5 red banners, 3 yellow, 11 green, 2 yellow, 5 green, 3 blue, 2 red, 1 green, 1 yellow... The same colors seem to be close to each other (with some slight variation depending on the ordering of the third Patriot Superbowl championship and Red Sox title). So the natural question is whether any conclusions can be drawn from the fact that the colors seemed to be grouped together?
It could very well be that this is all purely coincidental: with only four teams capable of winning championships, you would expect at some point the same team to win two titles without one of the other three winning in between. But would the groupings be so obvious? A hypothesis would be that every so often, one of the teams will dominate its sport and that for a certain period of time will win way more than the other three Boston teams. When a team wins a given year, it has a much greater probability of winning the next than on a random year. So color clusters are actually proxys for team dominance during a certain era.
First approach
To determine which of the two reasoning is most likely, I ran a few simulations. By a few I mean a million. I considered 17 Celtics championships, 7 Red Sox championships, 6 Bruins championships and 3 Patriots championships, then randomly sampled without replacement. Our measurement of clustering is simply the number of clusters observed. The minimum number is 4 when all teams win all their titles without interruption (17 green, 7 red, 6 yellow and 3 blue, or 6 yellow, 3 blue, 17 green and 7 red, or...). The max is 33 when teams keep interrupting each other:
G-Y-G-Y-G-Y-G-Y-G-Y-G-Y-G-B-G-B-G-B-G-R-G-R-G-R-G-R-G-R-G-R-G-R-G.
In Boston history we have 9 transitions which is definitely on the low side. The histogram for a million simulations yields:
The average and median number of clusters was greater than 22. Not only is our observation of 9 (red vertical line) much lower, but not a single of our 1000000 simulation yielded a value less than 10! Talk about p-value!
Second Approach
We definitely simplified the true dynamics on championship winning by considering our urn of championships from which we picked. A second approach would be to look year by year at the probability of a team winning a championship.
Based on our observations of the last 114 years (assuming a start date in 1900) the Celtics won 17 times, the Red Sox 7 times, the Bruins 6 times and the Patriots 3 times.

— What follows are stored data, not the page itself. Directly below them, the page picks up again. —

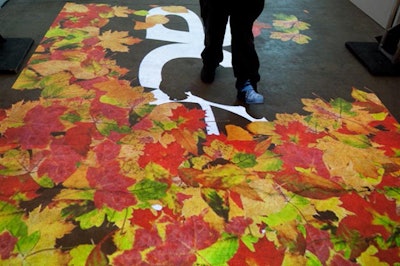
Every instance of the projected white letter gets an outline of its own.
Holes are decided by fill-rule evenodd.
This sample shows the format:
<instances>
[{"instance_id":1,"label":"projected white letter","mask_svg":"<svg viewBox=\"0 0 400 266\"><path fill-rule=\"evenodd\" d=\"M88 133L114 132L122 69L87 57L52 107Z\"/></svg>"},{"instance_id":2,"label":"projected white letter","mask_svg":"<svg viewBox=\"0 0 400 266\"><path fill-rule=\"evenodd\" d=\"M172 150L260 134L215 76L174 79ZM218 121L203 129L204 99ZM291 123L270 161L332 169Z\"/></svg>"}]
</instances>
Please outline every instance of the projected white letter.
<instances>
[{"instance_id":1,"label":"projected white letter","mask_svg":"<svg viewBox=\"0 0 400 266\"><path fill-rule=\"evenodd\" d=\"M173 30L157 24L147 29L146 39L172 42L152 50L142 60L139 66L139 82L143 87L155 89L153 94L156 101L153 104L163 104L168 102L192 102L197 103L205 111L205 122L207 124L207 134L219 135L218 125L215 122L214 113L211 107L217 107L237 115L240 115L250 121L255 121L242 106L230 106L213 103L187 92L188 98L182 101L171 100L170 97L161 91L162 69L166 63L177 58L199 58L204 49L204 30L201 19L192 11L187 13L172 13L156 7L149 10L149 16L153 15L173 15L185 19L188 25L188 31ZM227 27L229 29L229 27ZM231 43L229 30L225 33L224 46ZM230 52L223 51L224 60L220 63L223 67L231 67L232 55ZM261 119L265 121L265 118Z\"/></svg>"}]
</instances>

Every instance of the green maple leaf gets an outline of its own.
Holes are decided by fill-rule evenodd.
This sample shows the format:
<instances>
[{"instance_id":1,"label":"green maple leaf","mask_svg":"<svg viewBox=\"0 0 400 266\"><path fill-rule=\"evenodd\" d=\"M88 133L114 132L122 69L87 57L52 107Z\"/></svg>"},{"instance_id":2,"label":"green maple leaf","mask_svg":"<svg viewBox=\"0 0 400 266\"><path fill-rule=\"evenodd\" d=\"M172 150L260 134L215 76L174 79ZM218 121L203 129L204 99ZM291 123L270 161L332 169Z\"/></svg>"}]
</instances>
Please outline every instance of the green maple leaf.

We can therefore use these empirical probabilities to generate other what-if scenarios where each year the probability of any team winning is independent of the past (no team dominance).
With this simple approach I only consider that a single team can win in any given year. Starting in 1900, I flip a very biased 5 sided-coin where Celtics come up with probability 17/114, Red Sox 7/114, Bruins 6/114, Patriots 3/114 and Nobody with 81/114. And then look again at how many clusters are obtained.
In the first approach we sampled without replacement from an urn with 33 championships. However in our new approach we could get no championship at all every single year or a championship every single year! We can't just compare the number of clusters, but should instead look at cluster average: # transitions / # championships. In real life the ratio is 8/33 ~ 0.2424. In our new 1000000 sample we were able to generate a few cases that out-performed real life where 8 transitions were also observed but with 34 and even 36 championships. Some very low values of averages were observed when the number of championships won was almost half (4 transitions and 19 championships, this was huge Celtics dominance!). That being said, only 39 out of 1000000 simulations yielded an equivalent or better ratio. Here's a plot of the distribution of cluster-to-championship ratio, with the red line indicating what we observed in Boston:
So no matter how simple our approaches, we have definitely put forward some evidence of sports dominance by Boston's teams (and luckily for our analysis, Boston's teams did not dominated at the same time too often or that would have created some high frequency alternating between the two teams, thus breaking our clustering metric).
I don't believe my three-year old grasped all the subtleties involved here, but I definitely hope all those bright colors will get here interested in stats!